The Ransomware before Christmas, 2016 edition

This is a guest article written by Milena Dimitrova. The author’s views are entirely his own and may not reflect the views of IT Governance.

The weather outside is frightful and people are spending more time at home, where it’s warm and a cup of tea is right next to the laptop. It’s an endearing modern winter tale but it could easily turn into a nightmare – thanks to ransomware.

Security researchers have been observing a troublesome tendency that involves several ransomware families becoming extremely vicious right before Christmas.

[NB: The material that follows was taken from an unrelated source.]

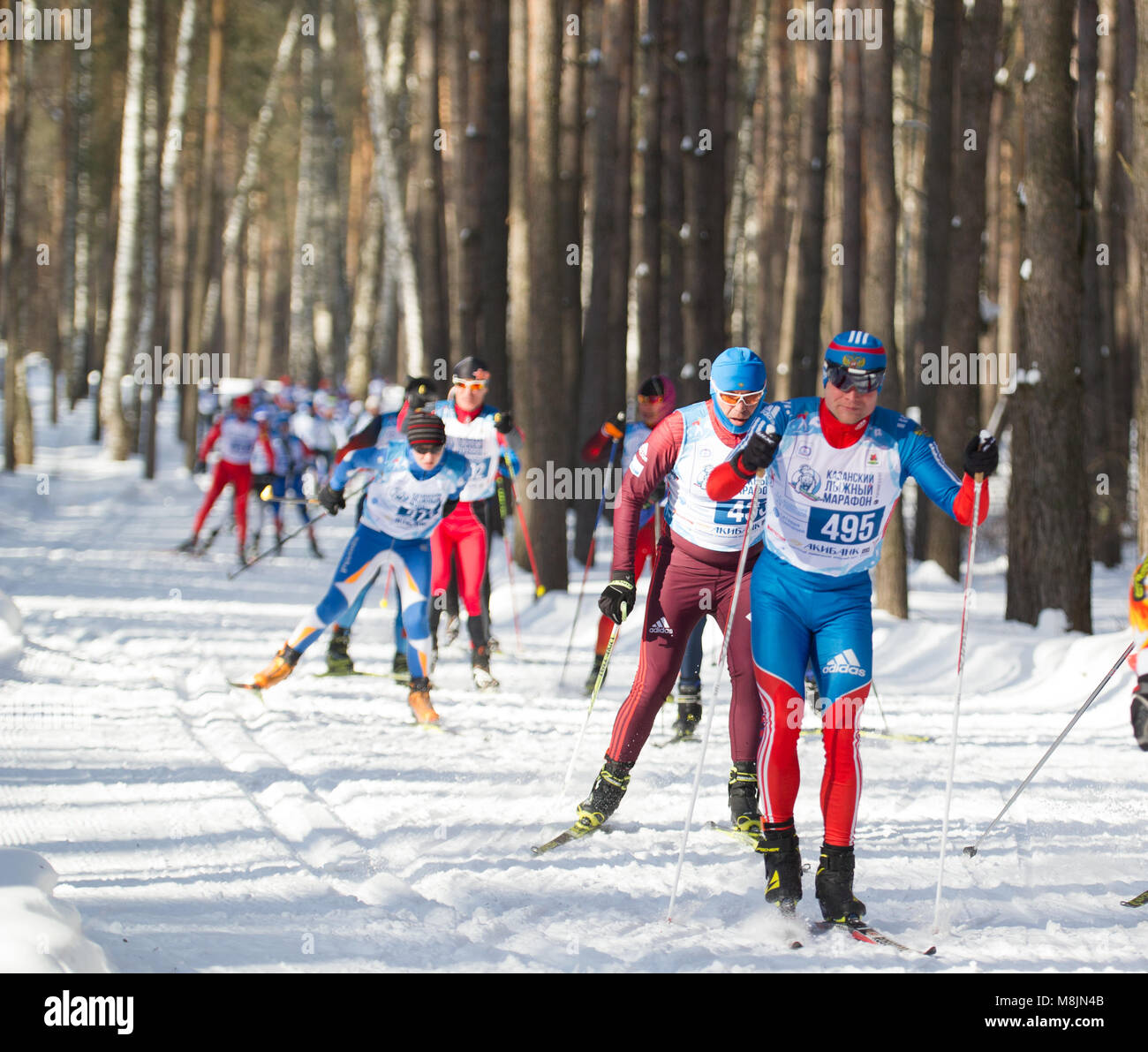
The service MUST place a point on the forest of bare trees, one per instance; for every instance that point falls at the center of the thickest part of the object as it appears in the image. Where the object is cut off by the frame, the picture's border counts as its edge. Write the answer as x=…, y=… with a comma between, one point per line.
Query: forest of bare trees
x=585, y=193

Winter 2016’s most recurrent and vile infections are apparently led by Locky and Cerber campaigns. Both ransomware families have very sophisticated encryption and are now caught up in a competition.

Coincidence or not, Cerber 5.0.1 recently appeared at the same time as Locky’s latest update.

Locky’s 2016 iterations

Let’s have a quick look at Locky’s timeline of infections.

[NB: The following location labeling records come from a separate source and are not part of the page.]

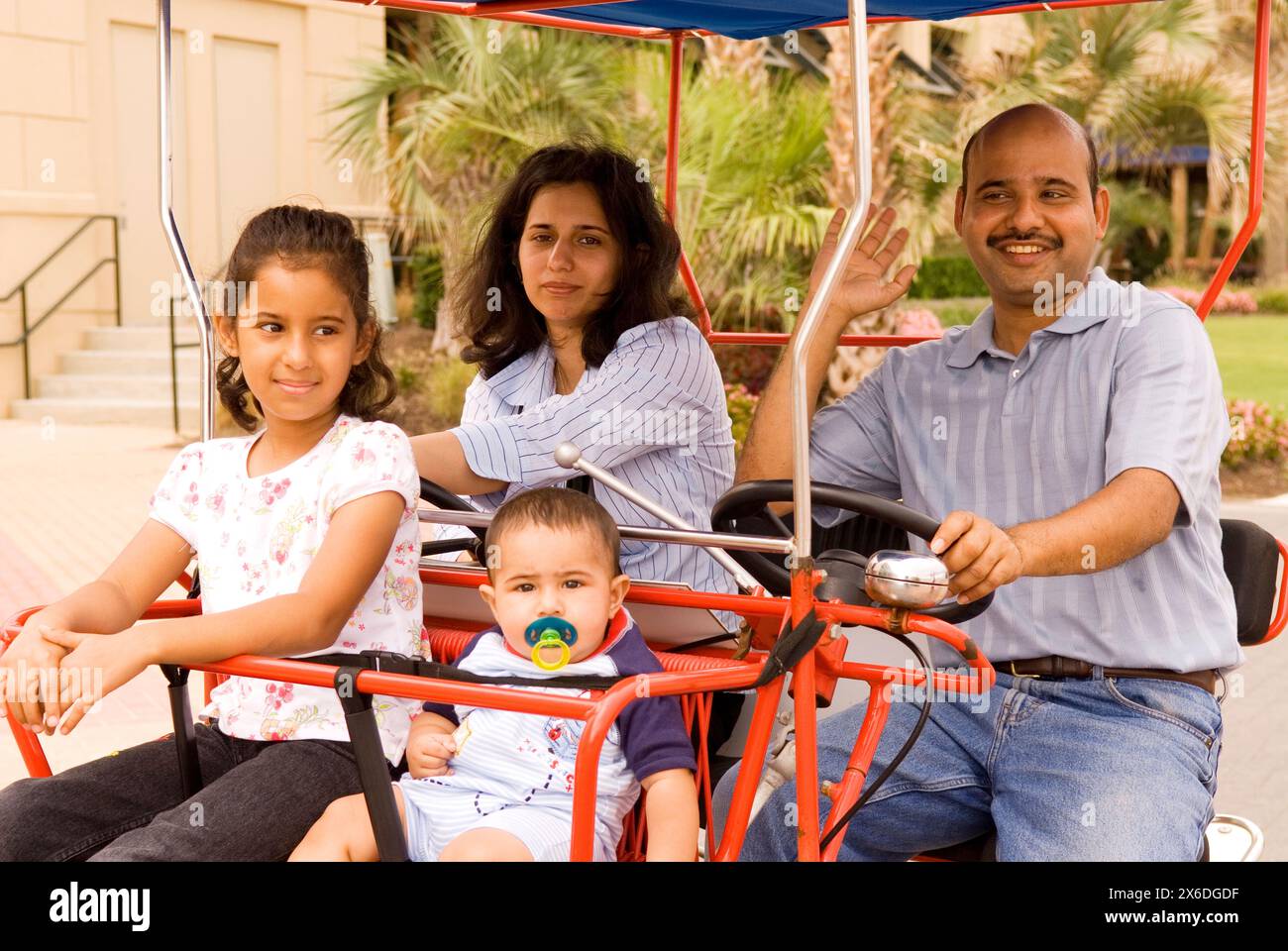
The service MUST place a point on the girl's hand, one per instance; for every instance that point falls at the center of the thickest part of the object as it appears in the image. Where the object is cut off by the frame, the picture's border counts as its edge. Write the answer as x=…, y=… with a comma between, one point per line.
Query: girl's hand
x=429, y=750
x=97, y=665
x=29, y=676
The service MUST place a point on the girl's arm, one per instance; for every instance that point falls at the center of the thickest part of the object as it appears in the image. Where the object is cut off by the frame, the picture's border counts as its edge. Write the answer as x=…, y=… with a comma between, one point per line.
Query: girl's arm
x=671, y=813
x=146, y=568
x=441, y=459
x=353, y=551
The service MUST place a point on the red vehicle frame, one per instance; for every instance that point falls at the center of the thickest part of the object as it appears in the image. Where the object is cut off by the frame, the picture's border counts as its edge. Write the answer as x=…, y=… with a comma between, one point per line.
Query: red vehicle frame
x=694, y=676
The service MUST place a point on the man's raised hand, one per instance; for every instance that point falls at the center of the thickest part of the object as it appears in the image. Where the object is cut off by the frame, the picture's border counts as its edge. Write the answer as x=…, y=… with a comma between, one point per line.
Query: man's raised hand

Locky ransomware has been plaguing users’ files since February 2016. Since then, several iterations have been released. Researchers suspect that the vicious crypto virus was created by the gang behind Dridex, which is a sophisticated form of ransomware that hasn’t yet been decrypted. The same is true of Locky’s later releases.

Locky Ransomware 2.0 appeared in the spring of 2016 and was distributed via the Nuclear exploit kit. Several months had to pass before the next version of Locky started making rounds in the wild using the .odin extension.

The more temperatures drop, the more active Locky becomes, which is evident from the ransomware’s latest activities. October saw two of the most devastating editions of Locky, released hours apart. Thousands of users had their files held hostage by Locky’s .thor and .shit iterations. November has also witnessed two new updates of the crypto family: .aesir, followed by .zzzzz.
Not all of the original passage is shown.